Image by US Department of Energy.

The DC Streetcar wasn’t the only program suddenly cut when DC Council Chairman Phil Mendelson released his budget on May 30. One of the others, a fund that supports solar power projects in DC, was raided for $7.5 million. The second and final vote on the budget is Tuesday, giving DC’s 13 councilmembers a chance to make a statement about whether they stand for clean energy.

The program, known as the Renewable Energy Development Fund, gets its money from energy providers. DC law states the fund “shall be separate from the General Fund of the District of Columbia and shall be used solely” for “the purpose of making loans, grants, rebates, and other financial incentives to support the creation of new solar energy sources in the District of Columbia.”

Among the programs getting money from the fund is Solar for All, which went into effect in October of last year. Solar for All aims to provide solar energy to 100,000 low-income households and to cut their electricity bills by 50 percent by 2032. Earlier this year, the DC government announced $13 million in Solar for All funding to install up to 13 megawatts of solar capacity on multi-family homes, commercial buildings, low-income single-family homes, small business and owner-occupied nonprofits.

Mendelson, instead, wants to use $2.5 million from the fund to replace $2.5 million in local dollars removed from the Low Income Home Energy Assistance Program (LIHEAP). LIHEAP is a worthy program—everyone needs electricity regardless of income—and it should be fully funded. But DC’s tax revenues continue to grow, and we can fund LIHEAP without hurting a program to provide solar energy to reduce costs for low-income families.

The other $5 million went to a grab-bag of general fund needs—the very thing the Renewable Energy Development Fund is by law not supposed to do.

These cuts came to light the same week that President Donald Trump announced the US is withdrawing from the Paris Climate Agreement. With the federal government abdicating its responsibility to deal with climate change, cities now must take the lead.

Mayor Muriel Bowser was among the more than 200 mayors who pledged to uphold the terms of the Paris agreement, signing an executive order committing DC to its terms and pledging to fight climate change on the local level. Unfortunately, the DC Council’s budget would take us in the opposite direction.
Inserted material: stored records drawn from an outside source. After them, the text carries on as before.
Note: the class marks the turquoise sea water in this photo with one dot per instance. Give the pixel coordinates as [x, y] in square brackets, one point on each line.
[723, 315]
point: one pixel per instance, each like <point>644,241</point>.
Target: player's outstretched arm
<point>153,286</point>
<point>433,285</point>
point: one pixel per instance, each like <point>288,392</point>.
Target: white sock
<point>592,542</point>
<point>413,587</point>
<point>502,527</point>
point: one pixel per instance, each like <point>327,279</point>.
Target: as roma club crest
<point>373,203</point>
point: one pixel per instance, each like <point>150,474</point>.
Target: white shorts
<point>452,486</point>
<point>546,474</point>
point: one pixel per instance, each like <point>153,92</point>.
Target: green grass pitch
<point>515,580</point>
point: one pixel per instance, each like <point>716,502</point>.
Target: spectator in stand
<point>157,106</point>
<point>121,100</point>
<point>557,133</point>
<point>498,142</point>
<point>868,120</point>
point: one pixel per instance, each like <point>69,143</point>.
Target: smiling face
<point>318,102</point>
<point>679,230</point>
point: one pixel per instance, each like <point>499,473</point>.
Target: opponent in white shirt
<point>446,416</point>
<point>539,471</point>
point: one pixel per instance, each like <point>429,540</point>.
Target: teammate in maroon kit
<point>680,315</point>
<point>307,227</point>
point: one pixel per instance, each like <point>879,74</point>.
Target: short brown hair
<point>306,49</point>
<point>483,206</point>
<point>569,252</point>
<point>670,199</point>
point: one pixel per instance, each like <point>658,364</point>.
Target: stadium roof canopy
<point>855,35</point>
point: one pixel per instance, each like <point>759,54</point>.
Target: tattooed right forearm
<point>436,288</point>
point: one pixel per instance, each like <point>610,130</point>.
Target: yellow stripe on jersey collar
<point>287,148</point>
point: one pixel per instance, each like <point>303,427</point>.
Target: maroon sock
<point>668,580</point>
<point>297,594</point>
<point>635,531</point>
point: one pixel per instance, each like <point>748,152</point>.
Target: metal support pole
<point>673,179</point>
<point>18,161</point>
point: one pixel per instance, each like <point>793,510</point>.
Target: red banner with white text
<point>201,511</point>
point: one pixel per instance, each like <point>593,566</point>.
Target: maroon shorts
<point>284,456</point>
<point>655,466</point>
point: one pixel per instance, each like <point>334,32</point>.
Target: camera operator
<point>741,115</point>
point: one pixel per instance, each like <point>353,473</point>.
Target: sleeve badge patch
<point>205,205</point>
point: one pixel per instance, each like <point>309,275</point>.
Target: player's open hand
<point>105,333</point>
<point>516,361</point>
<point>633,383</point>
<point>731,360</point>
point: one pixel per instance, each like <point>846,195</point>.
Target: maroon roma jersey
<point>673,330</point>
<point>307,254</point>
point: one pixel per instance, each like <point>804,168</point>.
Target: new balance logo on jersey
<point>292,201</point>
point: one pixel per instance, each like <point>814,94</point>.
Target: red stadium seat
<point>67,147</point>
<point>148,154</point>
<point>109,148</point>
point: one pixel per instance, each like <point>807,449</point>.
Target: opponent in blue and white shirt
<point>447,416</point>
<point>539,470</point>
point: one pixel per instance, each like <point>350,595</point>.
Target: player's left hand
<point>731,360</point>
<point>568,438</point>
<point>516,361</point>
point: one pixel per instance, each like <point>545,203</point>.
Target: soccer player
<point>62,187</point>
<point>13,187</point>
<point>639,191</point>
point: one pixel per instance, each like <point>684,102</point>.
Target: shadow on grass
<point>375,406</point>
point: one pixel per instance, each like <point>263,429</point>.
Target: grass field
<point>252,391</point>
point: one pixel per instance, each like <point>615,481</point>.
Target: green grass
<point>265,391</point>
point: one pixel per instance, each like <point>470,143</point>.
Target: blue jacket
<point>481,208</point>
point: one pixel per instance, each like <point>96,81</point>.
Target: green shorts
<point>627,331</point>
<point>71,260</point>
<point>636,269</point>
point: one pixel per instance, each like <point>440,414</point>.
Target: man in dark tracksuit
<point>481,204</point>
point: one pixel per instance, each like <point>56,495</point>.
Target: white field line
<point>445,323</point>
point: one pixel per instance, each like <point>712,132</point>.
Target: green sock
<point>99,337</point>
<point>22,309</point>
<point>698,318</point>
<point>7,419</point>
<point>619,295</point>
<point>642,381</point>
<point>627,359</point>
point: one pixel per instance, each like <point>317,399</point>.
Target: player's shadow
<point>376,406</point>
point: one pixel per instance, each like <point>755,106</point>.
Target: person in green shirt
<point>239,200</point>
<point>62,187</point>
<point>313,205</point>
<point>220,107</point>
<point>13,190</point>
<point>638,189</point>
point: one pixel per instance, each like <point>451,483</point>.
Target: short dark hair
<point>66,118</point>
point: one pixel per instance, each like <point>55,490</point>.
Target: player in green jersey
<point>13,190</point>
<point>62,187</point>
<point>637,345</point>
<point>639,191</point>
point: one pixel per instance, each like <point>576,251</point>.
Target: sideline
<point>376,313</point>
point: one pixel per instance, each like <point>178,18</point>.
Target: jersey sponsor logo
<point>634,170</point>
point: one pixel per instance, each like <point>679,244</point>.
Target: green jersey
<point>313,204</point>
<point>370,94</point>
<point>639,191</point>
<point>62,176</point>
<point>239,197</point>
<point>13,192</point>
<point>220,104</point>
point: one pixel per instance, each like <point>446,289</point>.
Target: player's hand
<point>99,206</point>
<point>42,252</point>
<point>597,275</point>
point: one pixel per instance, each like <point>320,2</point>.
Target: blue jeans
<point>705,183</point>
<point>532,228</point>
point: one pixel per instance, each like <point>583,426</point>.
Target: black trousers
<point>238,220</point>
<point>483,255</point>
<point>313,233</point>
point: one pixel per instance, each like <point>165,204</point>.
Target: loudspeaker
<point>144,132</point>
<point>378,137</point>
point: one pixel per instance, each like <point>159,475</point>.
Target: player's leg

Mendelson argues the Department of Energy and Environment (DOEE) is not spending money from the Renewable Energy Development Fund fast enough, and that the fund currently has a surplus. He explained:

The fund is projected to have a $19.9 million surplus at the end of this year, and a $19.8 million surplus at the end of next year, reflecting the fact that the mayor requested to spend only $100 thousand of the surplus next year. It is not good budgeting to collect and hold monies for no purpose, so it is from the unspent surplus that we took $7.5 million for other needs.

DOEE director (and former councilmember) Tommy Wells argues that just because the money hasn’t gone out the door yet, that doesn’t mean it is sitting around gathering dust. He said,

[The fees that fill the fund] are collected and certified by the first of May. If they are not fully spent by the end of the current fiscal year, just four months later, the Council considers them to be available for use for other purposes. Even though public and private solar projects are identified and grants awarded by DOEE, due to the timing, money remains in the government accounts, based on cost reimbursements expected to be expended across fiscal years. The Council, and specifically the chair, then sweeps the unspent funds - stating DOEE can use monies raised next [year] to pay for the remainder.

The result is a loss of funds that are raised specifically for generating solar energy within DC. DOEE can look for ways to re characterize the carry-over balances, essentially hiding the funds from the Council, but the Bowser administration is committed to being transparent to the public. The Council’s action causes an unfortunate shell game that does not represent good government practice.”

Even as the Council considers cutting renewable energy funding, DC enjoyed a strong surplus this year, and the Council appears ready to go ahead with previous plans for tax cuts on estates up to $5.5 million and businesses with gross income over $10 million.

All the while, as money for renewable energy and sustainable transportation in the District of Columbia dwindles, the planet continues to heat up.